Weit entfernte Häfen: NGOs klagen gegen Italien

Weil italienische Behörden ihren Schiffen weit entfernte Häfen zuweisen, verklagen Seenotrettungs-Organisationen die Regierung von Italien: „Das Vorgehen verschärft das Sterben im Mittelmeer“.
Die deutschen Seenotrettungsorganisationen SOS Humanity, Mission Lifeline und Sea-Eye klagen vor einem Zivilgericht in Rom gegen die Praxis der italienischen Regierung, zivilen Rettungsschiffen sehr weit entfernte Häfen in Mittel- und Norditalien zuzuweisen. Das Vorgehen widerspreche internationalem Seerecht. Italien habe im Dezember 2022 mit dieser Praxis begonnen, nachdem Rettungsmissionen zuvor oft tage- oder wochenlang keine Anlaufhäfen zugewiesen wurden. Die Klage der Helfenden richtet sich gegen die drei Ministerien, die für die entsprechenden Verordnungen verantwortlich sind.

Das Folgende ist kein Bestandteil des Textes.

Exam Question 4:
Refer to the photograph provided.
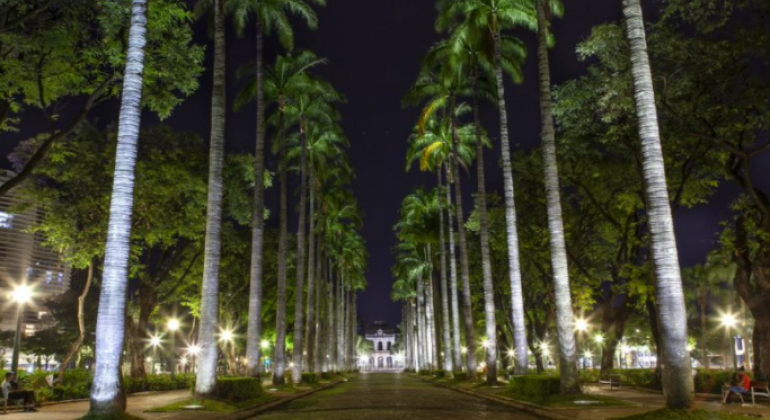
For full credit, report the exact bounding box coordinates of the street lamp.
[166,318,180,379]
[575,318,588,370]
[11,285,32,372]
[150,334,161,374]
[187,344,201,374]
[719,313,738,370]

Einen besonders drastischen Fall der neuen Handhabe erlebe Organisationen zufolge aktuell die Besatzung des Schiffes „Humanity 1“ und 69 Menschen, die von ihr in der Nacht auf Donnerstag in internationalen Gewässern vor der Küste von Libyen aus Seenot gerettet wurden. Ihnen wurde Ravenna als Hafen zugewiesen: 1600 Kilometer und fünf Tage Überfahrt vom Standort des Schiffes zum Zeitpunkt der Entscheidung entfernt, während Häfen in Sizilien deutlich näher wären. Für die Schiffbrüchigen bedeutet das nach der hochgefährlichen Überfahrt weitere Strapazen. „Eine fünftägige Fahrt nach Ravenna bedeutet, den geschwächten, unterkühlten und seekranken Geretteten eine bessere medizinische Versorgung an Land vorzuenthalten“, zitiert SOS Humanity den Kapitän der „Humanity 1“. Im aktuellen Fall sei die Lage besonders schwierig, weil schlechtes Wetter, das noch Tage lang anhalten wird, die Probleme noch verstärke.

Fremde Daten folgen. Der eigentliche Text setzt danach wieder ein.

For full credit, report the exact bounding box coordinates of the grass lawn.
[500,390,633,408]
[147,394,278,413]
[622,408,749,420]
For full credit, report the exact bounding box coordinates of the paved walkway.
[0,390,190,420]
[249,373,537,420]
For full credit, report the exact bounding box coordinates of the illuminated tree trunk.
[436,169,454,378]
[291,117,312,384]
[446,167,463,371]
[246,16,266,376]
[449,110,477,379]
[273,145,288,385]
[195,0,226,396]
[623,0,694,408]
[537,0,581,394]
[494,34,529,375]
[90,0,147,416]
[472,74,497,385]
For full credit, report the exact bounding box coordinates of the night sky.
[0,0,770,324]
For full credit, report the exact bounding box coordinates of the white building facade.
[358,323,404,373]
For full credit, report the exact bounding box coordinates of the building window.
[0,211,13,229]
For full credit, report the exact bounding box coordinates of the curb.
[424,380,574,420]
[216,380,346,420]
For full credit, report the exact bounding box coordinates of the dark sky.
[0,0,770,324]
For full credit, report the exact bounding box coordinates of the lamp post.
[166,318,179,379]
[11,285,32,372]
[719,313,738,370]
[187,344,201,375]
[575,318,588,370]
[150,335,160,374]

Verfahren soll Druck auf rechte Regierung erhöhen
Die Hilfsorganisationen hoffen daher, dass die Klage den Druck auf die italienischen Behörden erhöht, auch in diesem Fall ihre Entscheidung zu ändern. Eingereicht wurde die Klage aber schon in der vergangenen Woche vor dem aktuellen Fall und unabhängig davon.

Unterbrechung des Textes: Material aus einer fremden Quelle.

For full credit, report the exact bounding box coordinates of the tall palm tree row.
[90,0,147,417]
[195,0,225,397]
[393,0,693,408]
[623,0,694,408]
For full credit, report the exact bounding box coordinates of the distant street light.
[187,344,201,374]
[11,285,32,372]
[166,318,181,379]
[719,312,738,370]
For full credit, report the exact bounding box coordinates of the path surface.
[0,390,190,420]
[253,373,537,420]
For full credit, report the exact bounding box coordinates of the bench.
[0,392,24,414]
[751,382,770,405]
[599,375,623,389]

„Es geht um eine grundsätzliche Entscheidung zur systematischen Praxis und den Gesetzen der italienischen Regierung“ sagt Wasil Schauseil, Sprecher von SOS Humanity der Frankfurter Rundschau. Es solle ein Präzedenzfall geschaffen werden um zu zeigen, dass Italiens Vorgehen rechtswidrig ist. Die rechte Regierung von Ministerpräsidentin Giorgia Meloni habe gezeigt, „dass sie immer neue Wege sucht, um Seenotrettung zu behindern“, sagt Schauseil.
Die Organisation SOS Humanity listet einschließlich des aktuellen 25 Fälle auf, in denen Rettungsmissionen mit Schiffbrüchigen entfernte Häfen auf dem italienischen Festland statt solcher in Sizilien zugewiesen wurden. Ravenna ist der am weitesten nördlich gelegene der dabei zugewiesenen Häfen, darunter sind aber auch Carrara und La Spezia in der Toskana. Sea-Eye und SOS Humanity waren demnach bisher je zweimal von den Zuweisungen und langen Wegen betroffen.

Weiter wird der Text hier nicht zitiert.